Bileziğine dokunarak iki maske çıkardı ve birini ona uzattı.
"Bunu tak," diye emretti, "ve kimse yüzünü görmesin."
"...Tamam," Sypha elinden maskeyi alırken cevap verdi, "...Başka bir şey var mı, hanımım?"
"...Hiç drama yaratma," elindeki sade beyaz maskeye bakarak ekledi, "...Hoşuma gitmiyor."
"Nasıl isterseniz, hanımım," diye cevapladı Sypha, ama sesindeki yaramaz ton pek inandırıcı gelmedi.
Yaprakların hışırtısı başlarını çevirdi.
Bir çocuk gözlerine girdi, yüzünde şaşkın bir ifadeyle onlara bakıyordu.
Bakışları Sypha'ya, daha doğrusu kafasını süsleyen ikiz boynuzlarına takıldı.
"K-Kimsin sen?" diye sordu, bir adım geri atarak sendeledi.
Ufukta çakan şimşek, onun yüz hatlarını netleştirdi.
...Açık yeşil saçlı, tombul yüzlü bir çocuk.
"Sen Seth misin?" diye sordu Sypha gülümseyerek ona yaklaşarak, "Sen Seth'sin, değil mi?"
"Adımı nereden biliyorsun?" diye sordu Seth, yüzünde yorgun bir ifadeyle.
"Genç efendi benden hiç bahsetmedi mi?" diye sordu, yüzünde hüzünlü bir ifadeyle.

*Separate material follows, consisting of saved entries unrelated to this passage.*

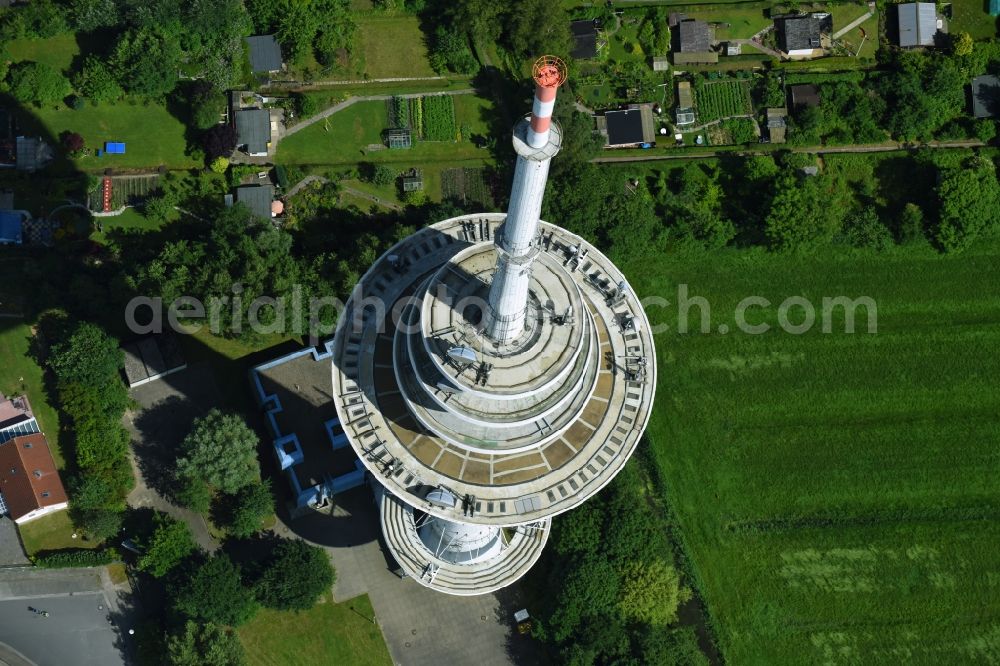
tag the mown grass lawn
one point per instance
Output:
(57, 51)
(971, 16)
(152, 136)
(51, 532)
(344, 137)
(328, 634)
(19, 373)
(393, 47)
(836, 493)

"Genç efendim mi?" diye sordu Seth, arkasına bakarak kaçacak bir yer arıyordu.
"Onu tanıyorsun," diye cevapladı Sypha parlak bir gülümsemeyle, "Adı Azariah."

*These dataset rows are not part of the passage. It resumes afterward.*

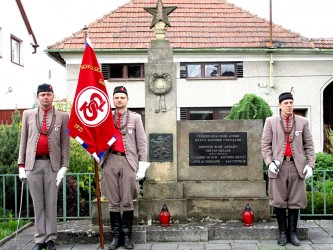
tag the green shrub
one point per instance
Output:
(318, 198)
(250, 107)
(329, 145)
(10, 141)
(324, 161)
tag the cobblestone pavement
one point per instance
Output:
(320, 238)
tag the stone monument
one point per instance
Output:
(199, 169)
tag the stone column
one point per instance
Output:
(161, 186)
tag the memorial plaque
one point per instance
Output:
(160, 147)
(218, 149)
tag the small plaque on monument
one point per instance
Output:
(218, 149)
(160, 147)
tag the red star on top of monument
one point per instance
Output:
(160, 13)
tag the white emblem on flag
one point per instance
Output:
(92, 106)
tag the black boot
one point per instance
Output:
(282, 223)
(115, 218)
(127, 229)
(292, 225)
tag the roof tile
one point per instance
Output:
(194, 24)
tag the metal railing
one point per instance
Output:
(319, 185)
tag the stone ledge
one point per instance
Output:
(84, 232)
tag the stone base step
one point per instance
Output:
(86, 233)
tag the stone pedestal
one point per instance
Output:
(194, 192)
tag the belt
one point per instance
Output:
(42, 157)
(288, 158)
(116, 152)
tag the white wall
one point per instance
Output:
(12, 75)
(307, 74)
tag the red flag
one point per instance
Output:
(91, 121)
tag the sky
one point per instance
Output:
(54, 20)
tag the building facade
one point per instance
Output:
(18, 47)
(222, 53)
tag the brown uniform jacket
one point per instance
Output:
(135, 140)
(273, 143)
(58, 139)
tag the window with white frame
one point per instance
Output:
(16, 49)
(211, 70)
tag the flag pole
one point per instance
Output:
(98, 193)
(98, 196)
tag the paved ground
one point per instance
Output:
(320, 238)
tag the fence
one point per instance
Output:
(319, 187)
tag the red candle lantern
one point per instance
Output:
(164, 216)
(248, 216)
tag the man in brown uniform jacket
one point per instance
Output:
(43, 161)
(287, 140)
(119, 182)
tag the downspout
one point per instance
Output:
(271, 80)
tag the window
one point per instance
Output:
(123, 71)
(218, 70)
(16, 50)
(140, 111)
(204, 113)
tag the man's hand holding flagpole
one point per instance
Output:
(91, 121)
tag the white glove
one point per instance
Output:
(308, 171)
(60, 175)
(143, 165)
(22, 175)
(273, 167)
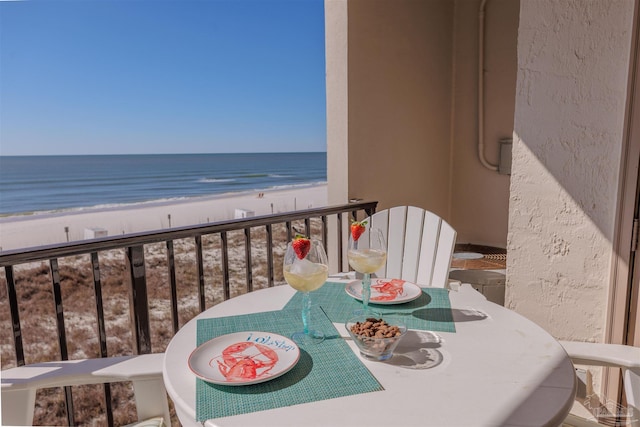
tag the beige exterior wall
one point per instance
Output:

Seth olduğu yerde durdu. Başını eğerek sordu, "Azariah mı?"
"Evet," Sypha başını salladı, "Onu tanıyorsun, değil mi?"
"E-evet," diye cevapladı Seth, Sypha şimdi onun önünde duruyordu.
"Sen onun arkadaşısın, değil mi?" diye sordu, parlak bir gülümsemeyle.
"Evet—!"
Sypha'nın eli ileri fırladı.
Elini geri çekmeden önce onun karnını kavradı.
Etin yırtılma sesi ormanda yankılandı.
"Senin için çok kötü," diye fısıldadı ve onun kendi et parçasını yere attı.
"AHHHH!"
Seth ciğerlerinin tüm gücüyle bağırdı, bakışları karnına kaydı.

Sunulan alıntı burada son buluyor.